In common with other disorders of peroxisomal function, in DBP deficiency, our understanding of the links between cellular mechanisms and disease pathogenesis is incomplete. For some reason, the cerebellum is exquisitely sensitive to perturbations in peroxisomal function and cerebellar pathologies, including hypoplasia, atrophy, and demyelination, are common features of peroxisomal disorders.[8] It is possible that neurodegeneration results from a combination of both the accumulation of toxic peroxisomal metabolic substrates (e.g., VLCFAs and phytanic acid) and deficiency of peroxisomal synthetic products; however, studies in knockout mice have failed to correlate neurodegeneration with the level of any candidate metabolite.[8] It has been hypothesized that peroxisome dysfunction leads to widespread molecular and metabolic changes within the cell, including altered cell signaling, increased oxidative stress, and impaired mitochondrial function, and that these in turn lead to altered neuronal function and neuronal cell death.[14]

There is a correlation between DBP subgroups and genotype, with type I deficiency associated with nonsense and deletion mutations, type II deficiency associated with missense mutations in the hydratase unit, and type III deficiency associated with missense mutations in the hydroxyacyl-CoA dehydrogenase unit.[13] Analysis of the genotypes of the 8 families with juvenile DBP deficiency (table 2) demonstrates that all affected individuals are compound heterozygotes, either for 2 missense mutations or for 1 missense mutation and 1 nonsense/deletion mutation. Of interest, 5 of the 8 families, including the 3 families reported here, are compound heterozygous for 1 nonsense/deletion mutation (the latter typically associated with type I DBP deficiency) and 1 missense mutation in the hydroxyacyl-CoA dehydrogenase unit, making this the most common genotypic category for juvenile DBP deficiency. Of the other families, one is compound heterozygote for 2 missense mutations in the hydroxyacyl-CoA dehydrogenase unit and another is compound heterozygous for 2 missense mutations in the hydratase unit. Although it was previously suggested that juvenile DBP deficiency might be specifically associated with the presence of 1 mutation in each of the hydratase and hydroxyacyl-CoA dehydrogenase units,[6] only 1 family has been described with this combination of mutation types. Notably, 3 of the mutations reported in juvenile DBP deficiency have previously been reported in patients with neonatal DBP deficiency, indicating genotypic overlap between the subtypes of DBP deficiency.

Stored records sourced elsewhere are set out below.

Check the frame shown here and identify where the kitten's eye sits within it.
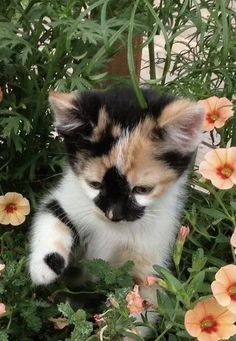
[132,186,153,194]
[88,181,102,189]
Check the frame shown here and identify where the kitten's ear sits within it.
[49,91,82,134]
[158,99,204,153]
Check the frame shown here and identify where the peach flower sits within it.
[126,284,152,314]
[230,227,236,248]
[199,147,236,189]
[0,303,7,317]
[0,192,30,226]
[198,96,233,131]
[184,297,236,341]
[211,264,236,314]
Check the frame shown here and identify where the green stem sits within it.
[148,39,156,79]
[210,188,236,226]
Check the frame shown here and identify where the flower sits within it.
[178,226,190,242]
[199,147,236,189]
[0,87,3,103]
[198,96,233,131]
[0,192,30,226]
[49,317,69,330]
[93,314,106,327]
[126,284,152,314]
[0,263,6,276]
[0,303,7,317]
[146,276,158,287]
[184,297,236,341]
[173,226,190,267]
[211,264,236,315]
[230,227,236,247]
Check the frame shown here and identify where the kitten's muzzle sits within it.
[105,205,125,221]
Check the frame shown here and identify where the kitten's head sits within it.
[49,89,203,221]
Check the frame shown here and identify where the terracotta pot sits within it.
[107,36,143,78]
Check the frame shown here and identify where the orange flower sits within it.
[0,192,30,226]
[0,303,7,317]
[230,227,236,248]
[199,147,236,189]
[184,297,236,341]
[211,264,236,315]
[126,284,152,314]
[198,96,233,131]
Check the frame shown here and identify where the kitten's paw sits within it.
[29,252,66,285]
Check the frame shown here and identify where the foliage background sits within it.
[0,0,236,341]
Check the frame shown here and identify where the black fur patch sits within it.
[44,252,65,275]
[62,88,175,161]
[95,167,145,221]
[43,199,79,243]
[158,151,194,176]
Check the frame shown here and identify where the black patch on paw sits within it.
[44,252,65,275]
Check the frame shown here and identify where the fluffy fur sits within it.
[29,89,203,334]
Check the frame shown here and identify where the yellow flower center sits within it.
[228,283,236,301]
[5,204,17,213]
[200,316,217,334]
[217,164,234,179]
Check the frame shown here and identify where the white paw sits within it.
[29,252,66,285]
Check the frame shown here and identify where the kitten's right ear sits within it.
[49,91,83,134]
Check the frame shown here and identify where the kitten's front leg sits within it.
[29,212,73,285]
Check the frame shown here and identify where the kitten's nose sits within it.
[106,205,124,221]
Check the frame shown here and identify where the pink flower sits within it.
[199,96,233,131]
[0,192,30,226]
[178,226,190,242]
[146,276,158,287]
[0,303,7,317]
[184,297,236,341]
[199,147,236,189]
[211,264,236,315]
[230,227,236,248]
[93,314,106,327]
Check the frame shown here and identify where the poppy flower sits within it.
[49,317,69,330]
[184,297,236,341]
[199,147,236,189]
[0,303,7,317]
[0,263,6,276]
[198,96,233,131]
[126,284,152,314]
[211,264,236,314]
[0,192,30,226]
[230,227,236,248]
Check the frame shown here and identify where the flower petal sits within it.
[0,211,10,225]
[8,211,25,226]
[211,281,231,307]
[5,192,23,204]
[184,310,202,337]
[215,264,236,287]
[210,176,234,189]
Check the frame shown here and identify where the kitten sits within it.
[29,89,203,330]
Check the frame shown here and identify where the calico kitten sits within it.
[29,89,203,330]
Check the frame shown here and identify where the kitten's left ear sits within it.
[158,99,204,153]
[49,91,83,134]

Juvenile DBP deficiency shares phenotypic features with Perrault syndrome and has been described by some authors as a type of Perrault syndrome.[3,7] Perrault syndrome is an autosomal recessive syndrome, the cardinal features of which are sensorineural hearing loss in both sexes and primary ovarian insufficiency in females. Additional neurologic features such as ataxia, neuropathy, and intellectual disability are present in some patients, but are not required for diagnosis. Apart from HSD17B4, the other 4 genes so far associated with Perrault syndrome all encode mitochondrial proteins.[3] Although there is obvious clinical overlap between juvenile DBP deficiency and Perrault syndrome, we believe that the conditions are sufficiently clinically and molecularly distinct for juvenile DBP deficiency not to be classified as a subtype of Perrault syndrome.